Marmalade, la foca común, era una visitante habitual del río Támesis, y solía aparecer en Greenwich y Rotherhithe, en el sureste de Londres.
Recibió su apodo debido a su pelaje de color dorado brillante.
Sin embargo, a medida que aumenta el número de avistamientos de focas a lo largo del río, la organización benéfica Thames Seal Watch ha instado al público a que deje espacio a los animales.
A pesar de su apariencia adorable, Emma Kelly, de la organización benéfica, afirma: «Pueden morder y transmiten enfermedades zoonóticas, lo cual no es nada agradable si te muerden».
«Lo harán para protegerse.»
Según ella, acercarse demasiado a los animales puede causarles angustia y estrés, lo que podría provocarles la muerte.

La organización benéfica afirma que cada vez son más las focas que se desplazan río arriba, y que se ha avistado una tan al oeste como Windsor.
Se cree que hay alrededor de 3.500 focas viviendo en el Támesis y que la mayoría permanecen en los alrededores del estuario, al este de Londres.
Marmalade se consideraba una especie rara porque solo hay 500 focas comunes viviendo en el río, en comparación con las aproximadamente 3.000 focas grises, que son más comunes.
Gareth Richards, de UK Seal Alliance, afirma que «las focas son muy migratorias y, básicamente, se dirigen a donde hay buenas poblaciones de peces».
Según él, «las focas pueden nadar entre 60 y 80 millas al día».
Dado que se les ve con mayor frecuencia, Richards afirma que le gustaría que se brindara mayor protección legal a estos animales.
Ni las focas grises ni las focas comunes están protegidas contra las perturbaciones intencionadas o imprudentes en virtud de la Ley de Vida Silvestre y Campo de 1981.
En mayo, la organización UK Seal Alliance lanzó su campaña «Give Seals Space» (Den espacio a las focas) , instando al gobierno a reconsiderar las recomendaciones anteriores y brindar a las dos especies «la protección legal que merecen».
La campaña advierte que son muy sensibles a las molestias causadas por el público, los animales y los drones.

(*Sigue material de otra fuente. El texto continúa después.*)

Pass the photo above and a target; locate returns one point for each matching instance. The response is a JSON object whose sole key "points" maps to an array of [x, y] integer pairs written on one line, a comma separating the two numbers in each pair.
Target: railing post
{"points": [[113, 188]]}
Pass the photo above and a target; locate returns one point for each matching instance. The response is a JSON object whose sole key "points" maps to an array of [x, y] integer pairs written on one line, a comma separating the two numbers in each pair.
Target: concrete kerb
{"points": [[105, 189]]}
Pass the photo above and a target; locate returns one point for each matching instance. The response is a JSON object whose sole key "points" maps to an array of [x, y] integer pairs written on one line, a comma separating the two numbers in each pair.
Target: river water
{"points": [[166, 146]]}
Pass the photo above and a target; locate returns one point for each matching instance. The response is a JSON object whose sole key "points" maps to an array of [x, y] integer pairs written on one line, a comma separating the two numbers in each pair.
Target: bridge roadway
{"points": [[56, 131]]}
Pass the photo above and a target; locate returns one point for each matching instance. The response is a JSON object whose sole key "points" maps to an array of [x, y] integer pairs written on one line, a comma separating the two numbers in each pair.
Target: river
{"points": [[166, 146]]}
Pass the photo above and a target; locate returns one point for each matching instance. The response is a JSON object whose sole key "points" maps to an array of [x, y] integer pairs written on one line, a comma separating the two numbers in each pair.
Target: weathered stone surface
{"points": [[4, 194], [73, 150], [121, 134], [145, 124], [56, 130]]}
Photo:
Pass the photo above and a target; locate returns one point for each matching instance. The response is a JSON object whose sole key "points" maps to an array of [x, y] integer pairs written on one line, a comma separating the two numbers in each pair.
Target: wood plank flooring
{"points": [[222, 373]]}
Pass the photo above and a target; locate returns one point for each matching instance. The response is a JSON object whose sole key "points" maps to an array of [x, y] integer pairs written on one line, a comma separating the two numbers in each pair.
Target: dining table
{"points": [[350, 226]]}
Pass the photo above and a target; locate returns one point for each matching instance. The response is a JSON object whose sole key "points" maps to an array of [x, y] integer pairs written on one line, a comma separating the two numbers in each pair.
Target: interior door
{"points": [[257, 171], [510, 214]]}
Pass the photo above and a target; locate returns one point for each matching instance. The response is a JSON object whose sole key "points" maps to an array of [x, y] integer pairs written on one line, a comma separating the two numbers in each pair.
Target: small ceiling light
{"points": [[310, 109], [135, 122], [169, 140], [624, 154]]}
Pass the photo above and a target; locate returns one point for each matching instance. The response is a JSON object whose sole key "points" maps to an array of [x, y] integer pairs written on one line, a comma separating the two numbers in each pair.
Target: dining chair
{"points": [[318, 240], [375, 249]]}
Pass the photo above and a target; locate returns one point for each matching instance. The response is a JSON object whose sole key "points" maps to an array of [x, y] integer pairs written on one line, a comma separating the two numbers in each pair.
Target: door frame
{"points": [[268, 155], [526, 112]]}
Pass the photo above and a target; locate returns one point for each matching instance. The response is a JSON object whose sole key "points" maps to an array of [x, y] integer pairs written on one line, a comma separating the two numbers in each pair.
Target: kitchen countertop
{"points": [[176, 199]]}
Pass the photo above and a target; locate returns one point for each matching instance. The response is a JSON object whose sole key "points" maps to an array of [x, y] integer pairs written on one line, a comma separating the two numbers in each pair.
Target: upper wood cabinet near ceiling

El informe indica que esto puede tener consecuencias a largo plazo para la salud de los animales y que puede provocar el abandono de los cachorros, el desperdicio de energía por mantenerse en estado de alerta y lesiones por huida presa del pánico.
El Departamento de Medio Ambiente, Alimentación y Asuntos Rurales (Defra) afirma: «Contamos con un conjunto de protecciones legislativas que tipifican como delito la captura, lesión, captura o muerte de una foca».
Emma KellyEn cuanto a Marmalade, contrajo una enfermedad parasitaria y falleció en mayo.
Algunos voluntarios de Thames Seal Watch, entre ellos Kelly, se reunieron en uno de sus lugares favoritos cerca de la Universidad de Greenwich para un breve homenaje.
Se arrojaron flores al río y se erigió una pequeña placa en su memoria.
Kelly dice: «Marmalade era algo realmente especial para la comunidad.»
«Creamos una comunidad en torno a Marmalade, donde éramos muchos los que la vigilábamos y nos asegurábamos de que estuviera a salvo.»
Marmalade también contribuyó a atraer a varios voluntarios nuevos a la organización benéfica, y todos los presentes en el acto conmemorativo se comprometieron a seguir ayudando a la fauna silvestre de Londres de la mejor manera posible.